# For Sale: Classic Jacobs Wind Electric 3kW, 110VDC Wind Turbine



## willi (Dec 29, 2020)

Rare, 3kW, 110VDC, single-commutator, long-case Jacobs wind turbine system & tower for sale: $8,000. (Note: the 30% Federal Renewable Energy Tax credit for small residential wind turbines would reduce this cost by $2400). This classic Jacobs wind turbine is complete and ready to fly again!

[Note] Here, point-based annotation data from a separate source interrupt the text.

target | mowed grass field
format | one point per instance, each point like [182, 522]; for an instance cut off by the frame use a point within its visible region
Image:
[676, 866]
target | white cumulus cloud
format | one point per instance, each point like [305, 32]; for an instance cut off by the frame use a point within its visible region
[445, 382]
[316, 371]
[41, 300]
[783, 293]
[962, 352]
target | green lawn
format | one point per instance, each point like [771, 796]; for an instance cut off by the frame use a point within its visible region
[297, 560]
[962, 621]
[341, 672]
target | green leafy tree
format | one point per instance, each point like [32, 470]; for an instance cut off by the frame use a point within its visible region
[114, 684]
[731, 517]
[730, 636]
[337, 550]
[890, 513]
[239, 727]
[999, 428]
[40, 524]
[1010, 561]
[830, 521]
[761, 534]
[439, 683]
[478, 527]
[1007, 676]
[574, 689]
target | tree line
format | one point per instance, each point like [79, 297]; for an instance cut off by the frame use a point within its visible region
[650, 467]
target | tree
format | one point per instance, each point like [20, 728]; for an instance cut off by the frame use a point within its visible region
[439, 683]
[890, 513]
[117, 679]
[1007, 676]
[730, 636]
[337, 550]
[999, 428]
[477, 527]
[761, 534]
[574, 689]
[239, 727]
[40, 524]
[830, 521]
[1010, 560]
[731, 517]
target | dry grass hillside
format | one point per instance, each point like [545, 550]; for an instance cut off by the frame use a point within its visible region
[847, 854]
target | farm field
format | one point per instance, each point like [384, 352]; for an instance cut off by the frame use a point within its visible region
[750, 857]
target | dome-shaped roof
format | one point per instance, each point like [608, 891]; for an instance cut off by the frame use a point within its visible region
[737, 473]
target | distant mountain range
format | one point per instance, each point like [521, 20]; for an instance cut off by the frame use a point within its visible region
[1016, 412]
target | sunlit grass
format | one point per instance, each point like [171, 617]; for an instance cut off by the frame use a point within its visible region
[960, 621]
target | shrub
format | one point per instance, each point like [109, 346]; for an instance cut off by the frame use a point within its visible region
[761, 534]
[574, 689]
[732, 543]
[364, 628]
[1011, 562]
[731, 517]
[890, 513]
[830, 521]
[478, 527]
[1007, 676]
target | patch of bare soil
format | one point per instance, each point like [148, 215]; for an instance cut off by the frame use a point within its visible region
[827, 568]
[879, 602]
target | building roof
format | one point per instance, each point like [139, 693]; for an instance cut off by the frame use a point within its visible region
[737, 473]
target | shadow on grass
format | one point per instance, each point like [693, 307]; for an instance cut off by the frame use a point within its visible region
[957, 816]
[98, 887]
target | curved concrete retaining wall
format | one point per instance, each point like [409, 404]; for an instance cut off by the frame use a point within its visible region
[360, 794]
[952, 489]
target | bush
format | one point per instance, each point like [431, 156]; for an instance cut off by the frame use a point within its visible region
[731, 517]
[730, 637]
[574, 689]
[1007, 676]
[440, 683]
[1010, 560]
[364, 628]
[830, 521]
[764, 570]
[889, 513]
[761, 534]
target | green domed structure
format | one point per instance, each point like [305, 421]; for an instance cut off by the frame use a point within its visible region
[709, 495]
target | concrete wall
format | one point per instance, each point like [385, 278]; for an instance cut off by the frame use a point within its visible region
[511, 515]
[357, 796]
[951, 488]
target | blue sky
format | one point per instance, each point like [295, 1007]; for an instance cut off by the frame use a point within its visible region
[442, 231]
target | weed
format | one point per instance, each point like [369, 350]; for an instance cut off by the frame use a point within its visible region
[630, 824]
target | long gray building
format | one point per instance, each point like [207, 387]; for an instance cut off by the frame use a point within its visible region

System includes the following items:
*Generator:* completely restored. Commutator turned-down, 188 bars undercut and polished; armature windings steam-cleaned, oven-baked and coated with an insulating paint. Includes new armature shaft bearings, brand-new stator windings, and new generator brushes. The generator neutral setting was confirmed, which minimizes generator brush arching – ensuring the longest generator brush life.
*Blade-Activated Governor With Blades:* governor and blades have *never* been used and are in outstanding condition. Governor comes with three custom-designed tension springs made from chrome silicon steel to ensure long fatigue life and drop-forged speed-adjustment rods for added safety. The three blades have a stainless steel leading edge for added hail damage protection and are painted with aluminum paint similar to that used on the original Jacobs blades. The blades & governor assembly have been statically balanced and blade pitch set to within 0.2 degrees - ensuring smooth rotor operation.
*Tail Vane Assembly:* pull-out spring, stop chain, and pull-out chain are included.
*Control Panel:* 110VDC Jacobs control panel along with the Jacobs wind plant owner’s manual.
*Tower:* 70-foot tall, 4-legged, galvanized tower originally supported a Jacobs Wind Electric wind turbine plant on a farm in North Dakota. Tower parts were laid out on the ground - all are present and accounted for! The top 10-foot tower section was re-assembled with the Jacobs tower cap and upper collector castings as well as the generator saddle assembly to ensure it yaws freely. (Note: tower height can be increased because made from readily available 1/8 inch thick steel angle-iron and steel flat material – will include two extra original 10-foot climbing ladder pieces).
*Miscellaneous:* the slipring assembly is brand-new as well as the slipring brushes. A new generator–to–slipring power cable is included with the top 10-foot tower section. System includes an original Jacobs pull-out winch. The turntable tapered roller bearing (Timken p/n 395-S) and lower collector casting bushing are both new.


----------



## genuinewine63 (9 mo ago)

Did you sell it ?


----------



## willi (Dec 29, 2020)

This 3kW Classic Jake is still available - make an offer.


----------